The news came as a total shock to the incumbent, PHD, which has been handling the business for more than six years. It learned it had lost the business only when called by Media Week.
“The client briefed us three weeks ago and as far as we’re concerned, we’re working on the plans,” said Morag Blazey, managing director of PHD.
Annus horribilis continues for Havas.
It has been a bad start to the year for agency network Havas. Not only did it lose its chairman, Bob Schmetterer, but, this week, had to issue a formal statement denying “unfounded rumours” concerning alleged accounting irregularities.
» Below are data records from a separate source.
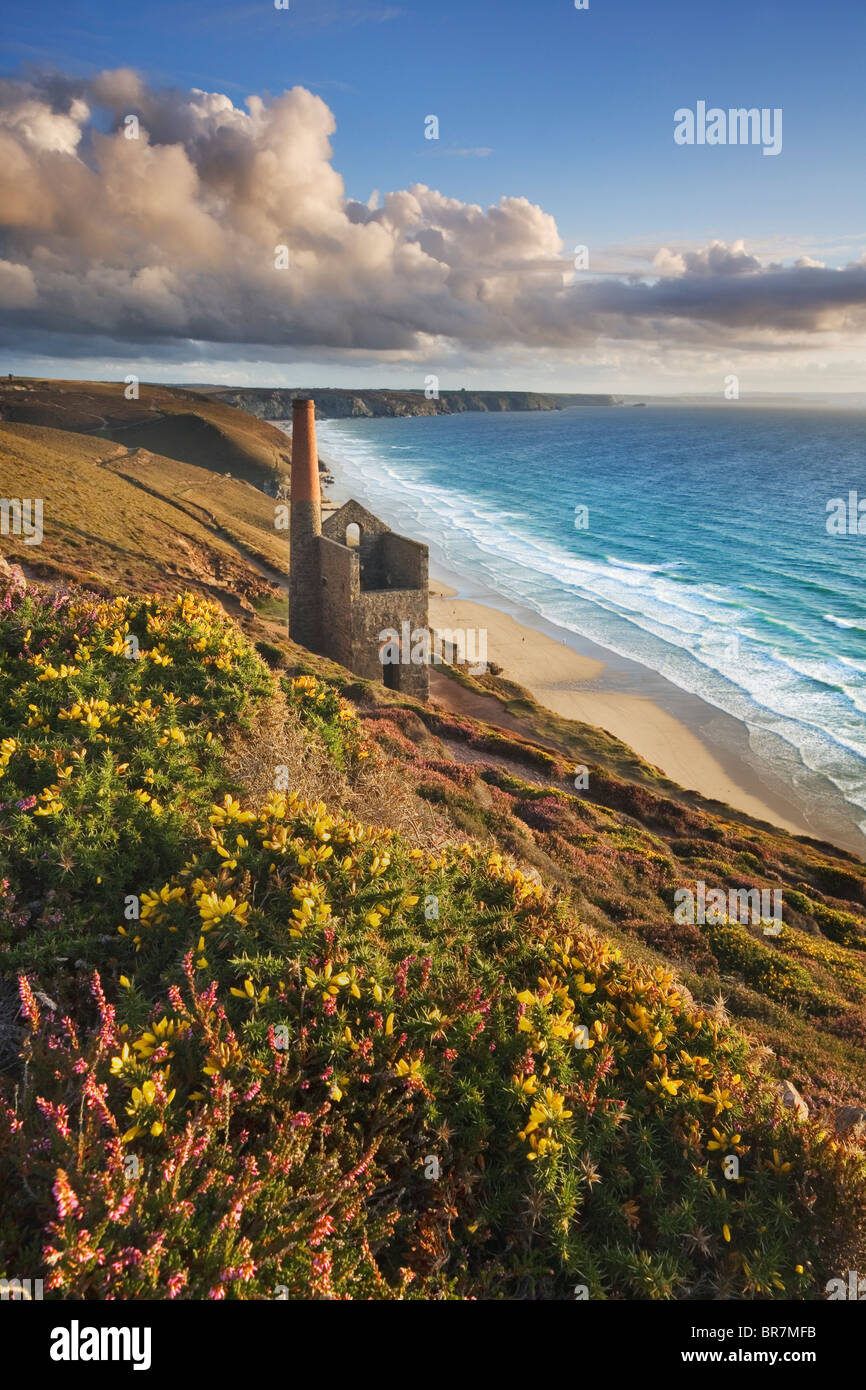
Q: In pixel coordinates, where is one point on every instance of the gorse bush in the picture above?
(306, 1058)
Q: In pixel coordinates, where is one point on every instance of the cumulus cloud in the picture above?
(174, 234)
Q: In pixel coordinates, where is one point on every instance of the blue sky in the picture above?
(569, 109)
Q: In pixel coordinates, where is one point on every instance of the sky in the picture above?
(406, 256)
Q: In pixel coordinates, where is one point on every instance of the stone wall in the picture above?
(376, 613)
(406, 562)
(339, 590)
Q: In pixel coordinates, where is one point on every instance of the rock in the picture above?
(793, 1100)
(850, 1119)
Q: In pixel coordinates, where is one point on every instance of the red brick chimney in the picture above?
(305, 458)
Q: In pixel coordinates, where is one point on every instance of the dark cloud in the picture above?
(173, 236)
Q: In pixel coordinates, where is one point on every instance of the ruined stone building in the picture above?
(352, 578)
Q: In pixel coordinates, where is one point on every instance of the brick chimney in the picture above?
(305, 580)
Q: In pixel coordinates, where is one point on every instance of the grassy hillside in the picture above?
(164, 420)
(123, 517)
(310, 987)
(267, 1048)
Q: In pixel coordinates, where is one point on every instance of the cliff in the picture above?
(344, 405)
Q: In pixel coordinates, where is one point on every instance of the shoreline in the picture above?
(692, 742)
(688, 740)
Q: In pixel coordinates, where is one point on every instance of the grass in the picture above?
(270, 1045)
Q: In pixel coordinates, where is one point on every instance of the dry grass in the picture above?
(380, 792)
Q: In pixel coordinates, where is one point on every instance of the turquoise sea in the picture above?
(705, 555)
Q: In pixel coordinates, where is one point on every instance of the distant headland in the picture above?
(339, 403)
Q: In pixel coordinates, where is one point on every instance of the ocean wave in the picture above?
(711, 638)
(844, 622)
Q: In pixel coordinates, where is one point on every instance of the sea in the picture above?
(691, 540)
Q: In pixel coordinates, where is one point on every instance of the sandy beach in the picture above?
(576, 687)
(691, 741)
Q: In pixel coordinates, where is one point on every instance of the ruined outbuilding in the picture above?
(352, 578)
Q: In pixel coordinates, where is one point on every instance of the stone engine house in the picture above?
(352, 578)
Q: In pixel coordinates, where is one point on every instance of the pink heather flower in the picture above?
(324, 1228)
(66, 1198)
(28, 1001)
(56, 1112)
(123, 1207)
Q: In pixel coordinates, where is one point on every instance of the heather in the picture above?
(259, 1045)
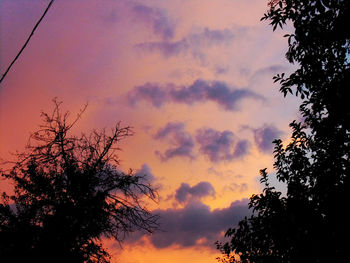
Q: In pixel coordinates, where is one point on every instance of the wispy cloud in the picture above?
(221, 93)
(157, 19)
(193, 43)
(195, 224)
(186, 192)
(181, 141)
(221, 146)
(264, 136)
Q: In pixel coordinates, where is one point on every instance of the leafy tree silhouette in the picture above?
(69, 194)
(309, 224)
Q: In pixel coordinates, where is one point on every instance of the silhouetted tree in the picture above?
(309, 223)
(69, 194)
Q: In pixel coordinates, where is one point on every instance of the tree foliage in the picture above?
(309, 223)
(69, 194)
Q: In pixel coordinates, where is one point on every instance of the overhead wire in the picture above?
(27, 41)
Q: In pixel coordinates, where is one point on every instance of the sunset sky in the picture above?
(192, 77)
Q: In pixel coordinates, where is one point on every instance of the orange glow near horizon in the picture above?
(193, 79)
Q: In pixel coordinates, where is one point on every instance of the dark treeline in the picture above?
(69, 194)
(310, 223)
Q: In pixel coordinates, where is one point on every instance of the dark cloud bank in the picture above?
(157, 18)
(181, 141)
(194, 224)
(219, 92)
(217, 146)
(221, 146)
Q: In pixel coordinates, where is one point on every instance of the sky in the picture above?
(193, 78)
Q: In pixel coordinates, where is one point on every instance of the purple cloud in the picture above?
(157, 18)
(145, 173)
(264, 136)
(180, 139)
(221, 146)
(185, 192)
(191, 43)
(196, 224)
(149, 92)
(200, 91)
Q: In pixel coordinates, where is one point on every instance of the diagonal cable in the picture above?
(26, 43)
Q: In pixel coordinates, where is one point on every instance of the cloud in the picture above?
(219, 92)
(264, 136)
(180, 139)
(157, 19)
(221, 146)
(196, 224)
(185, 192)
(149, 92)
(192, 43)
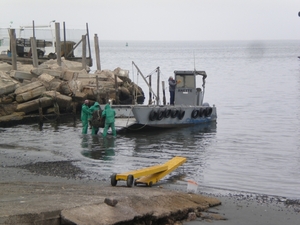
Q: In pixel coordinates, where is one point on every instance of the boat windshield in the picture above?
(186, 81)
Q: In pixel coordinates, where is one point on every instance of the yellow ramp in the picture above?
(131, 175)
(154, 178)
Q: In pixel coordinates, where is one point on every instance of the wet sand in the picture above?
(23, 176)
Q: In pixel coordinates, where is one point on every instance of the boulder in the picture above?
(7, 84)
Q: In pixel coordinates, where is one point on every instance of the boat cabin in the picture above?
(186, 92)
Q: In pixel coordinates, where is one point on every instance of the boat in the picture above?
(189, 108)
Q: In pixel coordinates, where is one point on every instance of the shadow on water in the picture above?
(150, 144)
(97, 147)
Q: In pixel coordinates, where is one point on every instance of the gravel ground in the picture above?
(236, 208)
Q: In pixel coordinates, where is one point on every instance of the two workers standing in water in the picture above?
(98, 118)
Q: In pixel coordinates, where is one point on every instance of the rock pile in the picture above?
(60, 89)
Speculation is rife in the industry that of all the agency networks, Havas is the most vulnerable to takeover. And as Sir Martin Sorrell has now indicated an interest, how long can it really be before the might of WPP – or, for that matter, Publicis, Interpublic or Omnicom – envelops the mid-range network? Havas recently implemented a £120m reorganisation plan, choosing to concentrate on the three main agencies within the group’s structure – Euro RSCG, Arnold Worldwide Partners and Media Planning Group (MPG).
The restructure was an initiative introduced to ensure Havas became a top-five media network, and included £25m in redundancy costs alone.
This merely compounds the blow of losing swathes of the Orange business across Europe, including the £54m UK account.
MPG is shoring up its UK new business team in the hope of replacing the lost account.
The Havas full-year financial results are out this week. Looks like they could make a depressing read.